The answer is TRUE, but I believe I have a counterexample:
$a_n = 1-\frac{1}{n}; f(x) = x+n \Rightarrow f(a_n) = 1 - \frac{1}{n} + n$
Am I correct?
$f$ is strictly increasing function. $a_n$ is a strictly increasing convergent sequence, then $a_n$ is bounded. Let $|a_n|\le M \quad \forall n\in \mathbb{N}$, then the sequence $f(a_n)$ is strictly increasing, and $|f(a_n)|\le |f(M)|$; i.e $f(a_n)$ is bounded and hence converges by monotone convergence theorem.
That means $\lim_{n\rightarrow \infty}{f(a_n)}$ exists. Now a possible question is, if $a_n\rightarrow l$ whether the follows is true: $$\lim_{n\rightarrow \infty}{f(a_n)}=f(l) \tag{1}$$
No.
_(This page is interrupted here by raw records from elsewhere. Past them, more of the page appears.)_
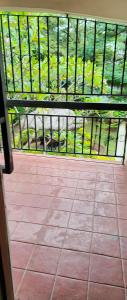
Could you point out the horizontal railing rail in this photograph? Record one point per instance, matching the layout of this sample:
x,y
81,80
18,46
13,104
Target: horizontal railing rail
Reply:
x,y
88,136
63,56
68,105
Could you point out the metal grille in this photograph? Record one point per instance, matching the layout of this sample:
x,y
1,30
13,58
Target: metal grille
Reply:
x,y
92,136
63,57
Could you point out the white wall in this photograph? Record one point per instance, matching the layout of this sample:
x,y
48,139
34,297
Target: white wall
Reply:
x,y
107,9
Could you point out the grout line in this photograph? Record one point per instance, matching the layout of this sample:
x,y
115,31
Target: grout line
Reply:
x,y
25,270
63,245
117,219
90,252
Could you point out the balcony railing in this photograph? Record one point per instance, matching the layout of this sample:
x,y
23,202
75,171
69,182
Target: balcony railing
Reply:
x,y
89,136
70,56
67,63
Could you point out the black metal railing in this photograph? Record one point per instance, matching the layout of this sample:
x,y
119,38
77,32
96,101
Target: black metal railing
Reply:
x,y
67,56
89,136
64,62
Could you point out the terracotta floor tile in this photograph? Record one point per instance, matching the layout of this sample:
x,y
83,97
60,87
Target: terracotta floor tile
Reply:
x,y
105,209
44,260
87,176
105,177
51,236
82,194
61,204
86,184
105,244
26,232
34,215
125,271
15,212
105,197
69,289
122,211
20,254
17,275
120,170
36,286
42,179
104,168
121,188
105,186
77,240
120,179
28,200
74,264
121,199
105,225
63,192
12,227
104,269
80,221
58,172
123,245
57,218
85,207
122,227
104,292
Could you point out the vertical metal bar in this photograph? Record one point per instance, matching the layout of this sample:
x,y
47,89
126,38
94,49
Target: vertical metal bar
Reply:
x,y
124,63
76,52
114,59
35,131
84,57
20,52
66,134
28,136
20,130
99,144
58,133
125,143
47,18
75,135
58,60
94,54
29,53
13,133
43,130
39,52
68,28
12,63
83,135
51,130
91,135
104,57
117,136
108,138
4,55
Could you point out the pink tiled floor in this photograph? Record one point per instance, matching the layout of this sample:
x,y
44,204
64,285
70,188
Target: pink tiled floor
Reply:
x,y
68,228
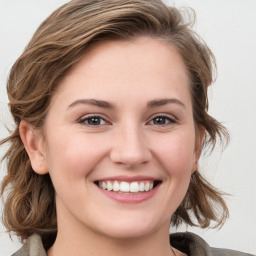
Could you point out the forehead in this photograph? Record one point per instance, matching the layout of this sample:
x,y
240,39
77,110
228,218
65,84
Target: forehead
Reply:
x,y
136,67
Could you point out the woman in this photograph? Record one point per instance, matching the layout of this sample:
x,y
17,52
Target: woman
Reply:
x,y
110,104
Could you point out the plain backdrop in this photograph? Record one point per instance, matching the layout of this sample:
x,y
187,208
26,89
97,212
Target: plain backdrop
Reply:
x,y
229,28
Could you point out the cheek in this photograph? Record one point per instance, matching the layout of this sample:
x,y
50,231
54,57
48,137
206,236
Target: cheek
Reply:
x,y
73,157
176,153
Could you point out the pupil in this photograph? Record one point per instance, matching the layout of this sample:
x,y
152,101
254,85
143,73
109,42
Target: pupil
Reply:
x,y
159,120
94,120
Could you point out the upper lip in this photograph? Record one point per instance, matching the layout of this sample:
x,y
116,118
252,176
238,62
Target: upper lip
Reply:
x,y
128,178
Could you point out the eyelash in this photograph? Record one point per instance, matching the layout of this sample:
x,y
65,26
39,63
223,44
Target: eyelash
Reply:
x,y
85,120
169,119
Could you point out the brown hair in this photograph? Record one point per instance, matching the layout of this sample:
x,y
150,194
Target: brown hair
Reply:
x,y
60,41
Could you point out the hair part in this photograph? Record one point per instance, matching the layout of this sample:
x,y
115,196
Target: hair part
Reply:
x,y
60,41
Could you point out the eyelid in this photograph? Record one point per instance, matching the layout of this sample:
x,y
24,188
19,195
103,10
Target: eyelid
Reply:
x,y
87,116
172,118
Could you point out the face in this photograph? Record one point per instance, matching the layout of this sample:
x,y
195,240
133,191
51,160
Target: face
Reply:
x,y
119,139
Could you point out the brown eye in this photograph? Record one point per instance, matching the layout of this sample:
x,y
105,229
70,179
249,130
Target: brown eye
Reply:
x,y
161,120
93,121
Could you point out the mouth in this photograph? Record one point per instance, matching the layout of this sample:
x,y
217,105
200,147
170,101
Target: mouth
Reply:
x,y
130,187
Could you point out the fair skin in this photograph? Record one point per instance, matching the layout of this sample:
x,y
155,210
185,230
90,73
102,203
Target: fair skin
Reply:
x,y
123,114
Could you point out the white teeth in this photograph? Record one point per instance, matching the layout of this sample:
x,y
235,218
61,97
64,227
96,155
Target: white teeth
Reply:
x,y
146,188
116,186
104,185
134,187
142,186
126,187
109,186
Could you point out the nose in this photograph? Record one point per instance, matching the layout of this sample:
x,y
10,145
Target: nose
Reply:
x,y
130,148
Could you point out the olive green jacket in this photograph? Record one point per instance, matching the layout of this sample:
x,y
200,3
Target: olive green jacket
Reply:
x,y
189,243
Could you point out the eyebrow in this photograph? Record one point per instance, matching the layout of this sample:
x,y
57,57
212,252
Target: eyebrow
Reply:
x,y
108,105
161,102
98,103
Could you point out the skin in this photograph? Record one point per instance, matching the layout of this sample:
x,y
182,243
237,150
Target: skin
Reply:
x,y
127,139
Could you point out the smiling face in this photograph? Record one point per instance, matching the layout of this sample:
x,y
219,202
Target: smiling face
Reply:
x,y
119,140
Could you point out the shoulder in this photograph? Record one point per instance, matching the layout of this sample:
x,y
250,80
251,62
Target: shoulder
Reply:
x,y
194,245
227,252
32,247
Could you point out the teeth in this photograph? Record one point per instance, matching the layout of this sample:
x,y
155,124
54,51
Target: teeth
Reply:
x,y
109,186
126,187
134,187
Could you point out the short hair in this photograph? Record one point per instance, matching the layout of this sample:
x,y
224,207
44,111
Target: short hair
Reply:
x,y
60,42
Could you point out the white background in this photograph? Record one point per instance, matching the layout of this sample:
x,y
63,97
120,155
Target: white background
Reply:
x,y
229,28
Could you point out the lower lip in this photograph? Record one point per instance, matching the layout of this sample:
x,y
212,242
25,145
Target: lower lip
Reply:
x,y
130,198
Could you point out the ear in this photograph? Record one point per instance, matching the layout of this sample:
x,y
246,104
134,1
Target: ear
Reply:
x,y
200,132
34,145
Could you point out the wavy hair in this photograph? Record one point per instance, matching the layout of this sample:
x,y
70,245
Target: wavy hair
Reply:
x,y
59,42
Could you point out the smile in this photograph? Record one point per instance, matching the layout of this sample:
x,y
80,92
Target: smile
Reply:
x,y
127,187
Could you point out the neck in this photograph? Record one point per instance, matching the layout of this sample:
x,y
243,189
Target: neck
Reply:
x,y
74,242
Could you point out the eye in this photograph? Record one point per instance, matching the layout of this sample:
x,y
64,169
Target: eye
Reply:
x,y
162,120
93,121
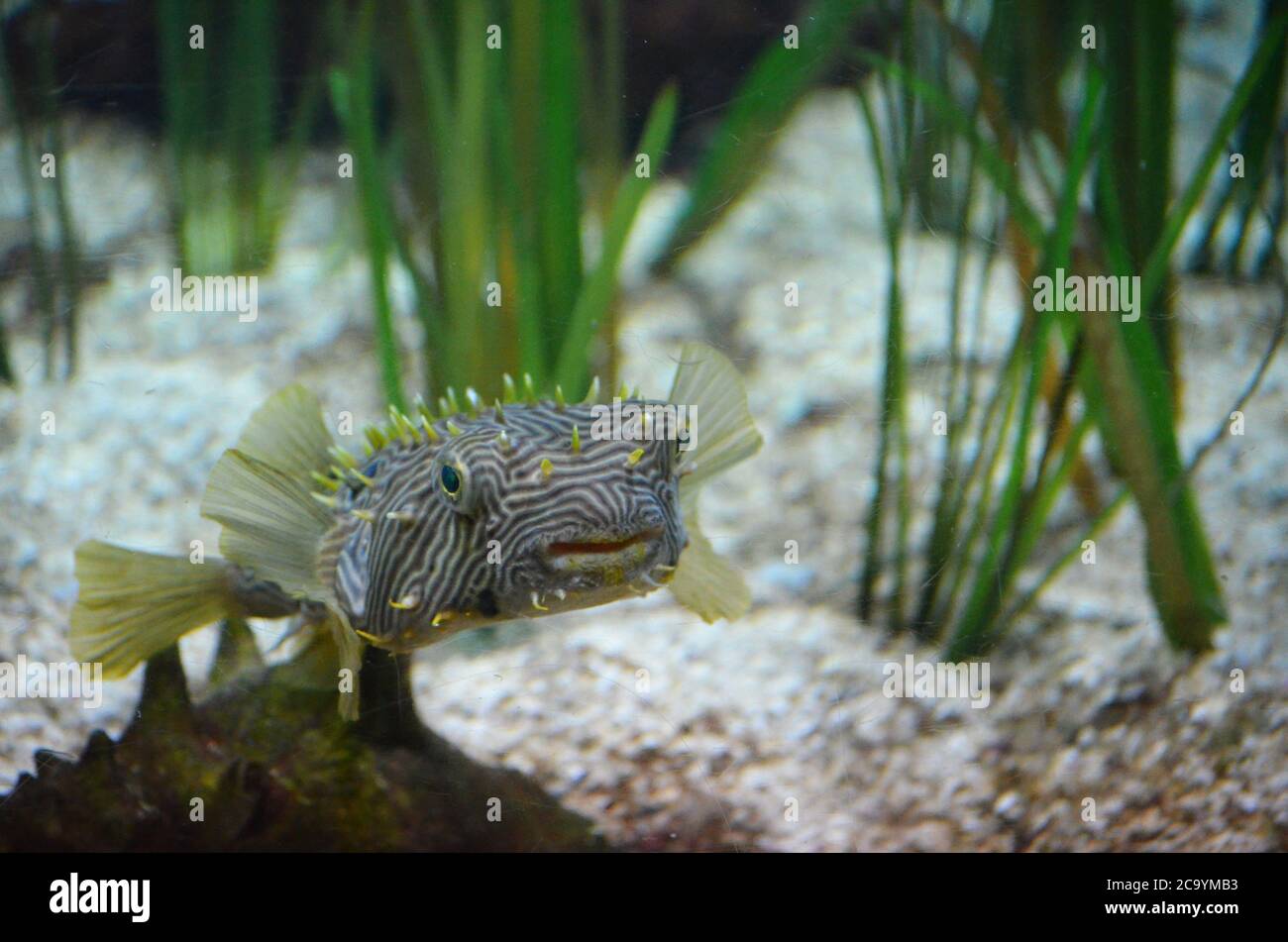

Consider the function $$ f(x)= \left\{\begin{array}{cl} e^x, &x\lt 0 \\ e^x+1&x \ge 0 \end{array}\right. $$ Clearly $f$ is strictly increasing, has jump discontinuity at $x=0$.
Let $a_n=-\frac{1}{n}$ now $a_n$ is strictly increasing, converges to $0$. But $f(a_n)=1, n\ge 1$ while $f(0)=2$.
That said, if $f$ is continuous $(1)$ holds.